You don’t have to own a tractor to be a farmer. Your fields don’t have to disappear over the horizon. And you don’t have to exploit voluntary slave labor.

If you’re beginning, you want to think small, and of perhaps a different quality of growth.

Take a walk around your place and pick out your favorite fairly level little piece. I’m talking maybe 2000 square feet with good drainage, and not too many trees crowded around the area. And, of course, the closer your water source the better.

What you’re doing is selecting the site for your first hoophouse, which, for a relatively minimal investment will provide you with a manageable microcosm of the farm you’ve been dreaming of starting. Beginning as a part-time farmer inside you’ll be able to work more of the year than you possibly could outdoors, and the hoophouse will act as a magnifying glass of steel hoops and plastic to intensely focus your understanding of the land and how best to manage it. And beyond teaching you innumerable valuable practical lessons, the hoophouse will allow you to
make a quick monetary return on your investment.

Now, there are a wide variety of sizes and designs of hoophouses available. But for simplicity’s sake I’m just gonna lump them into two basic categories:

The first, and simplest design is that of the classic quonset hut-style hoophouse, or high-tunnel.

Don Digging His Hoophouse: The quonset hut-style hoophouse is economical but has some functional drawbacks.

It’s a single layer of plastic skin stretched over a ridgepole sternum and ribcage of half-circle steel hoops fitted and bolted into anchor posts framed by baseboards. The design is so simple, you might even consider building it yourself with rebar, pvc pipe, chewing gum and a Swiss Army knife, but since there are plenty of suppliers, and kits for this design are fairly inexpensive, I’d recommend against it.

At about a thousand bucks, with only a day’s work to put it up, the quonset’s economical simplicity is certainly appealing, but inherent in the design are perhaps a few too many functional drawbacks. Like the fact that its design actually reflects a precious percentage of light when the sun hugs the horizon
in the months outside summer. The quonset also crowds you out of valuable working space along the baseboards. There’s no way to get in there with the tiller and planter. And the quonset easily overheats and freezes in respective seasons.

All reasons you might seriously want to consider going with something a little different, which brings us to . . .

The second group of hoops, the gothic arch high-tunnel design.

Rolling Up Its Sleeves: The gothic arch high-tunnel requires a larger initial investment but earns its keep in well-designed features.

The vertically rising sidewalls of gothic arch design offer greater accessibility along the length of the baseboards.) With its vertically rising sidewalls and high, peaked arch, in contrast to the round, squat quonset, the gothic arch is a little more expensive, running anywhere from $1500-$3500, depending on size, and how you decide to frame out the ends.

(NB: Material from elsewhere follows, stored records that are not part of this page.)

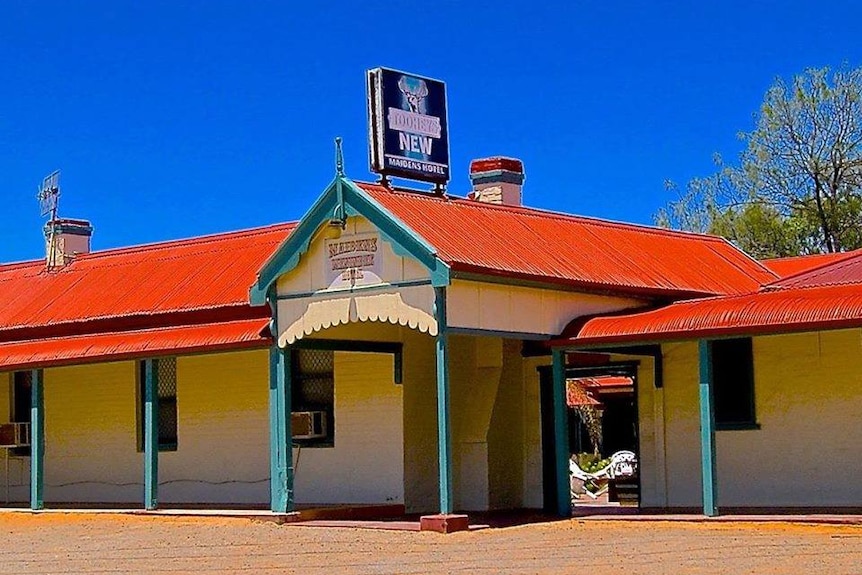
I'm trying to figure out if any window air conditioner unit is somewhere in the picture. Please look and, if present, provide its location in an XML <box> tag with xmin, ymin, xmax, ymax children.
<box><xmin>290</xmin><ymin>411</ymin><xmax>327</xmax><ymax>439</ymax></box>
<box><xmin>0</xmin><ymin>423</ymin><xmax>30</xmax><ymax>447</ymax></box>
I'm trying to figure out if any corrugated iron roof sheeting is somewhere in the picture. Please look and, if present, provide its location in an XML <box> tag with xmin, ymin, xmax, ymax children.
<box><xmin>0</xmin><ymin>224</ymin><xmax>294</xmax><ymax>331</ymax></box>
<box><xmin>559</xmin><ymin>284</ymin><xmax>862</xmax><ymax>345</ymax></box>
<box><xmin>768</xmin><ymin>250</ymin><xmax>862</xmax><ymax>288</ymax></box>
<box><xmin>760</xmin><ymin>253</ymin><xmax>850</xmax><ymax>278</ymax></box>
<box><xmin>361</xmin><ymin>184</ymin><xmax>777</xmax><ymax>295</ymax></box>
<box><xmin>0</xmin><ymin>319</ymin><xmax>270</xmax><ymax>371</ymax></box>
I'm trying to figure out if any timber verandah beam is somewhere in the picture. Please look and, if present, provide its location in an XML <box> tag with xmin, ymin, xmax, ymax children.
<box><xmin>30</xmin><ymin>369</ymin><xmax>45</xmax><ymax>511</ymax></box>
<box><xmin>144</xmin><ymin>359</ymin><xmax>159</xmax><ymax>511</ymax></box>
<box><xmin>697</xmin><ymin>339</ymin><xmax>718</xmax><ymax>517</ymax></box>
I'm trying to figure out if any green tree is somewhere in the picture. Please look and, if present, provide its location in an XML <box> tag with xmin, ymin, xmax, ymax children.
<box><xmin>656</xmin><ymin>67</ymin><xmax>862</xmax><ymax>258</ymax></box>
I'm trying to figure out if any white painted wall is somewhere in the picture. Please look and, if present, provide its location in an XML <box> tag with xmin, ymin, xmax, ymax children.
<box><xmin>447</xmin><ymin>280</ymin><xmax>644</xmax><ymax>336</ymax></box>
<box><xmin>293</xmin><ymin>352</ymin><xmax>404</xmax><ymax>504</ymax></box>
<box><xmin>639</xmin><ymin>329</ymin><xmax>862</xmax><ymax>508</ymax></box>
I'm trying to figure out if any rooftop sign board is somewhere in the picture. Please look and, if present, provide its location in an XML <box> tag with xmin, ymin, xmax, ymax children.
<box><xmin>367</xmin><ymin>68</ymin><xmax>449</xmax><ymax>184</ymax></box>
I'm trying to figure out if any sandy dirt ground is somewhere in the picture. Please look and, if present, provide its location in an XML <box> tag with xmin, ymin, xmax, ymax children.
<box><xmin>0</xmin><ymin>514</ymin><xmax>862</xmax><ymax>575</ymax></box>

Begin on the small side, though, and it’s without a doubt the best initial investment you can make.

You can get in along the baseboards with the tiller and seeder. You also lose less low-slung sunlight to glancing-angle reflection. And the “lofted” design of the gothic arch helps hold a more consistent temperature. It will still overheat in the middle of summer, but the design facilitates roll-up sides for cross-ventilation. And it’ll still freeze-out in the dead of winter without floating row covers, double plastic with an inflation fan and supplemental heat. But here we’re getting a bit ahead of ourselves.